Regardless of what the situation is, you will need to collect strong evidence in order to prove your case in court. If you are unsure of what type of information should be gathered, speak with a worker's compensation attorney in order to avoid getting your claims rejected by a worker's compensation insurance provider. However, generally, you will be safe if you have the following pieces of documentation or information:

  • medical reports documenting the pre-existing condition, the type of treatments or medications that you have taken to ensure a full recovery, and a medical report from a physician documenting how your current work duties are causing your pre-existing injuries to worsen. It is imperative that you can prove how your current work duties are necessary and are contributing to the worsening of your injuries, as this will be the main point of your case.
  • further calculations regarding the additional medication or medical treatments that are required for a full recovery. 
  • accident details if an accident caused a pre-existing condition to worsen. For example, if you have already previously injured your shoulders from participating in a recreational activity, but you were recently injured at the exact same location, thus worsening the injury, you will need to get a witness statement or an accident report detailing what has happened.

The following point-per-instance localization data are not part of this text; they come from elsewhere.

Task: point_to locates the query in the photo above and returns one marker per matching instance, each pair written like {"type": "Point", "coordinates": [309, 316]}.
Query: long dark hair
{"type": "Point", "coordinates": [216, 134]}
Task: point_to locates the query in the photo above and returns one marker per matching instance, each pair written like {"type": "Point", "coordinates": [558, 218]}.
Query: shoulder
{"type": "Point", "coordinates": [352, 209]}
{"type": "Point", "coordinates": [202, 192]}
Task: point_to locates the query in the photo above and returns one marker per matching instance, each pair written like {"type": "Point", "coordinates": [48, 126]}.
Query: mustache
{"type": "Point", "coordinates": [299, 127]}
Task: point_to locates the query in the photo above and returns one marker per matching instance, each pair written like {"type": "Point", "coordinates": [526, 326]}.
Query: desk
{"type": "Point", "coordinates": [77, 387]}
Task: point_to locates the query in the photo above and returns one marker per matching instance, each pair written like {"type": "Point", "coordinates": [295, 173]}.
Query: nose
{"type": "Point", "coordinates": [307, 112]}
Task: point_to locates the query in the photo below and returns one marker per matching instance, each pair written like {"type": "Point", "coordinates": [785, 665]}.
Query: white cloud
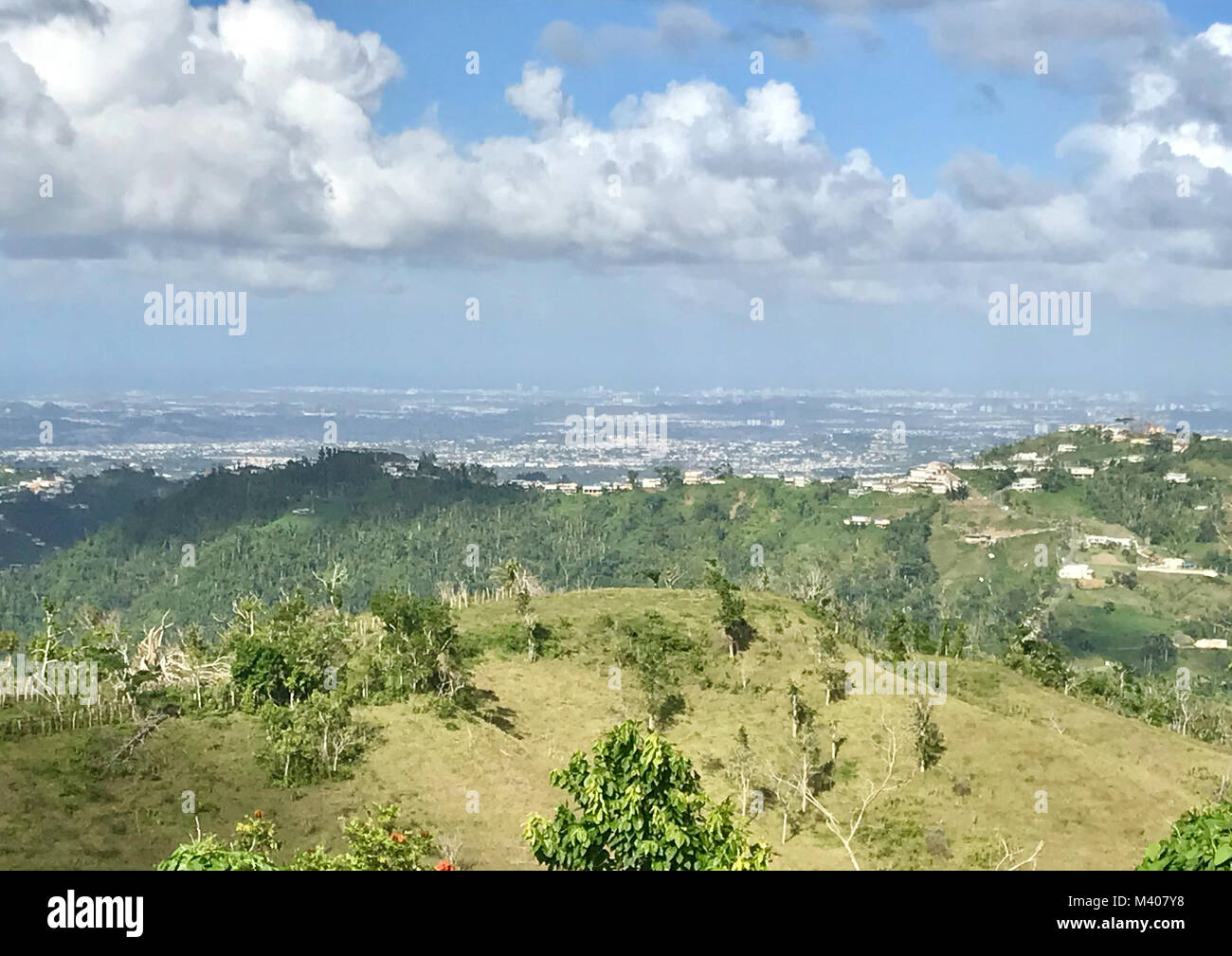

It is crucial that the condition of the injury is explained in detail. Find a doctor who regularly treats injured workers, as they will be more familiar with the entire legal process. It is crucial that the doctor provides information like whether the worsening of the injury is temporary or permanent. If the worsening of a condition is attributable to a new work-related accident or injury, benefits will be paid out. 

Complications That Are Likely To Arise

Collecting evidence may not be enough. Hiring a worker's compensation attorney can really help you get the ball rolling, particularly because there are numerous complications that are likely to arise. The worker's compensation insurance provider may try to prove that:

  • your pre-existing injury is worsening due to natural causes, and has absolutely nothing to do with your work.
  • the injury may have worsened as a result of a non-work related injury.
  • any work-related accidents that have been reported did not contribute to the worsening of the pre-existing injuries.
  • the work-related accidents that have been reported are only partially responsible, and not to the extent that you may be claiming.
  • your pre-existing injuries are not as severe as you may claim.


Hire a worker's compensation attorney to speak on your behalf, and you will find your chances of winning your claim improve greatly. A worker's compensation attorney can provide you with additional insight in regards to how you should approach the situation, the type of compensation that you can expect, and the type of evidence that you will need to bring to court. It is always better to be prepared.